E foi para isso que o narrador “teve” de escrever a história.

Para encerrar este capítulo, faremos uma breve análise sobre a teoria do crime, de maneira especial do conceito analítico90 de crime (talvez o principal tema do Direito Penal no que se refere à sua estrutura).

90“Esse critério (conceito), também chamado de formal ou dogmático, se funda nos elementos que compõem a estrutura do crime” (MASSON, 2015, p. 197).

Crime, adotando a teoria bipartite, possui dois requisitos (ou elementos): fato típico91 e fato ilícito92. De acordo com a narrativa, não há nenhuma dúvida de que Maria José praticou um crime, pois realizou um fato típico (conduta: facada, causando um resultado naturalístico, a morte da sua mãe; há um nexo causal, pois foi a facada que provocou a morte; estando previsto em lei93 como crime, tipicidade) e um fato ilícito (contrário ao direito, pois não há nenhuma excludente de ilicitude, nenhuma causa que justifique sua atitude, ou seja, ela não agiu em legítima defesa ou em estado de necessidade, por exemplo). Portanto, se o fato praticado por Maria José é típico e ilícito, o crime ocorreu.

Agora nos afastando do crime, a pergunta que fica é: Maria José era culpável, tinha discernimento mental e poderia sofrer um juízo de reprovação do Estado, como aconteceu? Se sim, o castigo, a punição, a forca restou justa, segundo a legislação da época. Se não, se Maria José, conforme a tese do seu defensor, não tinha culpabilidade, era inimputável, não poderia haver punibilidade (pena) e a sanção correta seria uma medida de segurança, um tratamento, por estarmos diante de uma pessoa com deficiência mental.

Seria possível, analisando os comportamentos de Maria José, responder a essa pergunta? A punição imposta foi justa ou podemos contestar a pena analisando as ações, as omissões, antes e depois do crime? Veremos no capítulo a seguir.

91 “Fato típico, portanto, pode ser conceituado como ação ou omissão humana, antissocial que, norteada pelo princípio da intervenção mínima, consiste numa conduta produtora de um resultado que se subsume ao modelo de conduta proibida pelo Direito Penal, seja crime ou contravenção penal. Do seu conceito extraímos seus elementos: conduta, nexo causal, resultado e tipicidade.” (SANCHES, 2020, p. 239, grifo do autor).

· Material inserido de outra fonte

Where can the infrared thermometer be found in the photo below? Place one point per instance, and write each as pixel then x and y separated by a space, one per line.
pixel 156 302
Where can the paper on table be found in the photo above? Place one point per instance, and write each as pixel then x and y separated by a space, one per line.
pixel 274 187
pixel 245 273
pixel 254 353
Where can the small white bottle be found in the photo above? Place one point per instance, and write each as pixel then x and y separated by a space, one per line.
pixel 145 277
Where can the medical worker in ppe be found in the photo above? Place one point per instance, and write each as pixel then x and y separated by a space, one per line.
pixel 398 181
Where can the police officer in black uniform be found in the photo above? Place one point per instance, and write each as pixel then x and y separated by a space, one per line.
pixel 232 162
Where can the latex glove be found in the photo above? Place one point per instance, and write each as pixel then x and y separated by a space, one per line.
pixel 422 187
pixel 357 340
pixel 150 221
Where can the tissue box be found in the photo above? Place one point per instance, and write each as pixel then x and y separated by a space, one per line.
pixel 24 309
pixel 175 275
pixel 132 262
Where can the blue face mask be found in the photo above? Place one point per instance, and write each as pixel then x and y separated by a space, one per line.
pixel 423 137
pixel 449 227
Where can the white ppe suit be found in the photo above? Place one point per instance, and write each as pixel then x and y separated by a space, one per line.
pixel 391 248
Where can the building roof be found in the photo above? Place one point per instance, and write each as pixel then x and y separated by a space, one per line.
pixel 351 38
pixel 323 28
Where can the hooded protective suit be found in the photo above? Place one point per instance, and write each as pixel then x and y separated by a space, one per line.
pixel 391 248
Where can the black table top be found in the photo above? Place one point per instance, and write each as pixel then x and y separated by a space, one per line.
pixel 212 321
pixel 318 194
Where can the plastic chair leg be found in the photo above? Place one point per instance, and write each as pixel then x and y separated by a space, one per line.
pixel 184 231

92 “A ilicitude, também denominada de antijuridicidade, é o segundo substrato do conceito analítico de crime. Deve ser entendida como conduta típica não justificada, espelhando a relação de contrariedade entre o fato típico e o ordenamento jurídico como um todo. [...] para existir o crime, deve ser demonstrado que uma conduta gerou um resultado com ajuste (formal e material) a um tipo penal (fato típico). Em seguida, é imprescindível verificar se essa violação típica não é permitida pelo nosso ordenamento jurídico: se permitida, não há ilicitude (desaparecendo o próprio crime); se não permitida, há ilicitude.” (SANCHES, 2020, p. 319, grifo do autor).

93“Qualquer pessoa, que matar outra, ou mandar matar, morra por ello morte natural” (PORTUGAL, 1870, p. 1184).